Once a year however we take a moment to make sure that everyone who wants to give their input into the direction of the Amazon Web Services has the opportunity to do so. We have developed a Survey that helps us define what is really important to our current and future customers. If you have feedback that you would like to give to the Amazon Web Services team, this Survey would be an excellent place to do so.

That’s true Werner. Being customer centric rather than technologist is our biggest challenge as solutions architects. It’s amazing how working “backwards” simplifies, and speeds up, the development cycle.
Cheers
Luiz
@luizb
Thanks Werner
Now I have an official place to voice why I haven't signed up for CloudFront yet (even though I really, really want to).
It's because of the current lack of:
1. automatic gzip compression (drastically reduces bandwidth - faster download)

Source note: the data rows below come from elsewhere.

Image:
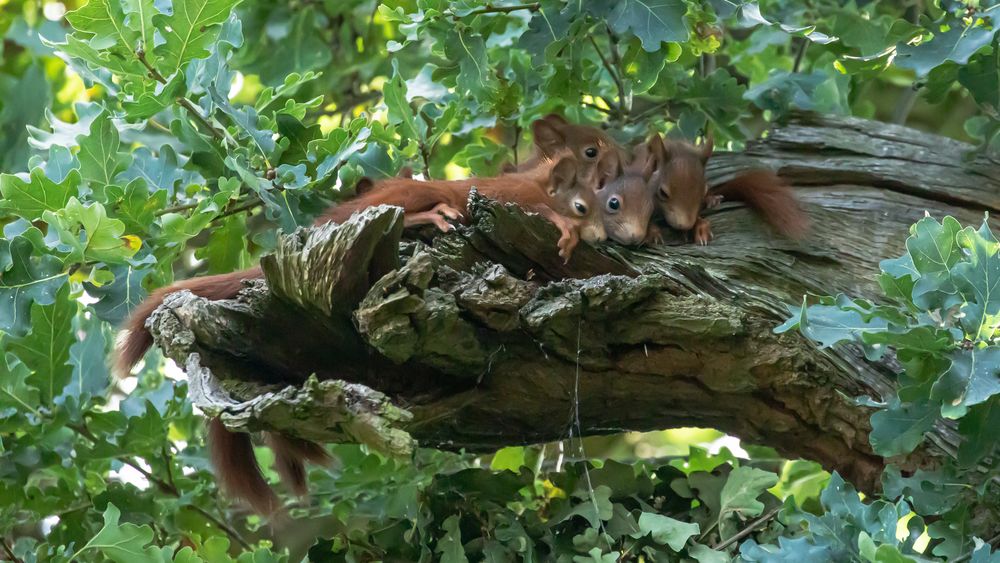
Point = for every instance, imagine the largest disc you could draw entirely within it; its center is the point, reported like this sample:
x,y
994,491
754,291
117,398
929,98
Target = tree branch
x,y
476,336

2. last-modified http header (allows web browsers to cache images)
Thanks!
Thanks Tim, forwarded your comment also to the Cloudfront team directly.
Following up Tim’s post, you can set HTTP headers with Cloudberry on S3
http://blog.cloudberrylab.com/2009/06/how-to-set-custom-http-headers-for.html
Thanks,
Luiz
@luizb
Supporting customers (and their customers) by providing the basics that traditional ISPs have provided for a decade plus is EXTREMELY important.

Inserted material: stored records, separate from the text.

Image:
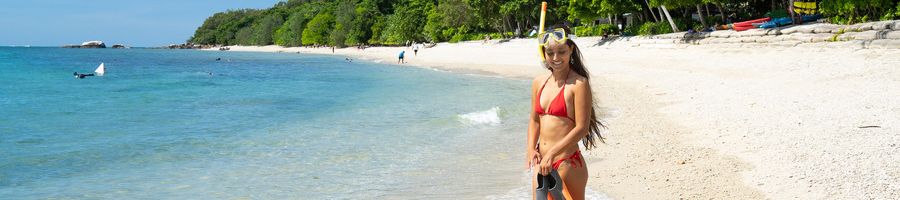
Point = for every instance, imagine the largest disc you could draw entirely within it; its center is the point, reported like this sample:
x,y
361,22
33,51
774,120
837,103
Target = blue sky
x,y
132,23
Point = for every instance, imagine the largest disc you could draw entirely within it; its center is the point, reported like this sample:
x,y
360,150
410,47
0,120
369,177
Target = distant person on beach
x,y
562,115
81,76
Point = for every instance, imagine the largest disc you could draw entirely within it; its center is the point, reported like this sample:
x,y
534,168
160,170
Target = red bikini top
x,y
557,107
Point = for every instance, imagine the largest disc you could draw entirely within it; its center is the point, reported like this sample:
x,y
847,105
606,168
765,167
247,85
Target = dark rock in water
x,y
93,44
188,46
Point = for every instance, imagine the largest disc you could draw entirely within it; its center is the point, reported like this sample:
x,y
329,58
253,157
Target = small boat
x,y
100,70
777,22
750,22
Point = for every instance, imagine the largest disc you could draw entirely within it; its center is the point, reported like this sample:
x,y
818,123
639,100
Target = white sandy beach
x,y
814,121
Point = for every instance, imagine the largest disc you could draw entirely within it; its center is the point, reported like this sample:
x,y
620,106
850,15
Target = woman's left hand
x,y
547,162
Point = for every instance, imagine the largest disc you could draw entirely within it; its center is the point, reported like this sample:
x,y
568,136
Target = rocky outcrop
x,y
188,46
88,44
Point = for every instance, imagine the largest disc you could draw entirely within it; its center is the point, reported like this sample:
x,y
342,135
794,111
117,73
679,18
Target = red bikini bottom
x,y
575,160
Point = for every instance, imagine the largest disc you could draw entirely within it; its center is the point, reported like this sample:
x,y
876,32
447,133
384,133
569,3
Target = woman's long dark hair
x,y
577,64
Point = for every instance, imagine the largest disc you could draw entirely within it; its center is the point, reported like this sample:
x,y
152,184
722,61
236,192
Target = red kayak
x,y
743,28
750,22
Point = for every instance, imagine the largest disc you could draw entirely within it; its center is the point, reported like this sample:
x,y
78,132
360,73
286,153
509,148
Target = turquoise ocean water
x,y
178,124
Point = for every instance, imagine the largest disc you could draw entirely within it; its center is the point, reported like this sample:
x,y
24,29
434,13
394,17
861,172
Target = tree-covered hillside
x,y
392,22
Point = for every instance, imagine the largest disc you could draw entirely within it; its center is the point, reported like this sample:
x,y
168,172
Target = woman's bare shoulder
x,y
578,79
539,79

- Being able to use multiple IPs per instance is a HUGE deal especially if you need more than 1 ssl cert on an instance (with a different domain name).
- Sticky sessions with load balancing service - HUGE also and i understand you are working on it. Since the very first time we have used a load balancer (over a decade ago) we always employed sticky sessions.
- Reverse DNS so our websites and clients who are trying to offload infrastructure can have SMTP servers that have some chance of getting reputation and/or decent deliverability.
- EBS volumes that are read AND write for multiple mounts. Not just read only and single write (as in a single master db scenario with multiple readers). This does us no good for multiple web front ends all sharing web data.
- Online imaging / bundling with multiple drive support so we can snap shot an instance in a point of time. We should not have to take a server offline or do a bundle and several snapshots and scripting to somehow label them for a disaster recovery that may or may not happen.
- Windows love. If you don't give windows hosters love soon MS will take them from you with Azure. You know it won't take them much longer and we don't even have windows 2008 support or reserved instances. Some guidance for creating instances preloaded with sql 2008 web is huge as well!
Our clients are paying substantially more than they did with their previous hosting arrangements when the intent was to provide maximum scalability with lower cost. Due to the issues above this has not materialized. We are being pressured to move to other cloud providers who have more windows centric offerings and are frankly cheaper because of it. Help us out! We want to stay with AWS!